Candide Wealth Quotes
How we cite our quotes: Citations follow this format: (Chapter.Paragraph). We used the translation found on Project Gutenberg.
"I own, my friend, once more that the castle where I was born is nothing in comparison with this; but, after all, Miss Cunégonde is not here, and you have, without doubt, some mistress in Europe. If we abide here we shall only be upon a footing with the rest, whereas, if we return to our old world, only with twelve sheep laden with the pebbles of El Dorado, we shall be richer than all the kings in Europe. We shall have no more Inquisitors to fear, and we may easily recover Miss Cunégonde."
This speech was agreeable to Cacambo; mankind are so fond of roving, of making a figure in their own country, and of boasting of what they have seen in their travels, that the two happy ones resolved to be no longer so, but to ask his Majesty's leave to quit the country. (18.21-22)
Candide and Cacambo wish to leave El Dorado in order to better enjoy the status afforded by their wealth. Because there is no such thing as "wealth" in El Dorado, they fail to recognize that they already have happiness there.

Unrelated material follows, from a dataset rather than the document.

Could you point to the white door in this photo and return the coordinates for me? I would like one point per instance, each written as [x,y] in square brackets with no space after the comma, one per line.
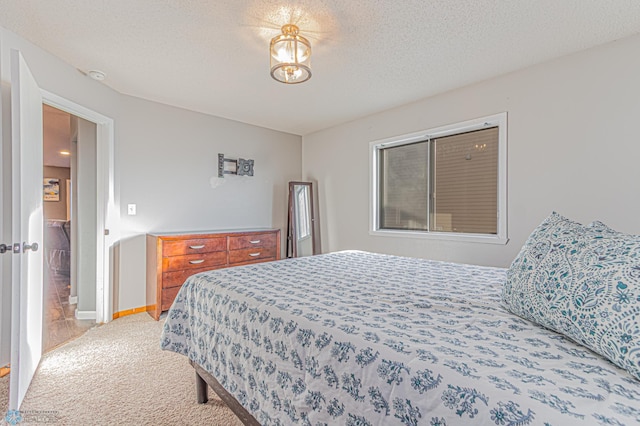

"You are foolish," said the King. "I am sensible that my kingdom is but a small place, but when a person is comfortably settled in any part he should abide there. I have not the right to detain strangers. It is a tyranny that neither our manners nor our laws permit. All men are free. Go when you wish, but the going will be very difficult…"
"We desire nothing of your Majesty," says Candide, "but a few sheep laden with provisions, pebbles, and the earth of this country." The King laughed.
"I cannot conceive," said he, "what pleasure you Europeans find in our yellow clay, but take as much as you like, and great good may it do you." (18.23- 26)
The King of El Dorado finds the acquisition of wealth and riches strange, foolish, and useless. He is also, arguably, the happiest character in the book.
Our travelers spent the first day very agreeably. They were delighted with possessing more treasure than all Asia, Europe, and Africa could scrape together. Candide, in his raptures, cut Cunegonde's name on the trees. The second day two of their sheep plunged into a morass, where they and their burdens were lost; two more died of fatigue a few days after; seven or eight perished with hunger in a desert; and others subsequently fell down precipices. At length, after traveling a hundred days, only two sheep remained. Said Candide to Cacambo:
"My friend, you see how perishable are the riches of this world; there is nothing solid but virtue, and the happiness of seeing Cunégonde once more." (19.1-2)
As quickly as they acquired wealth, Candide and Cacambo lose their riches.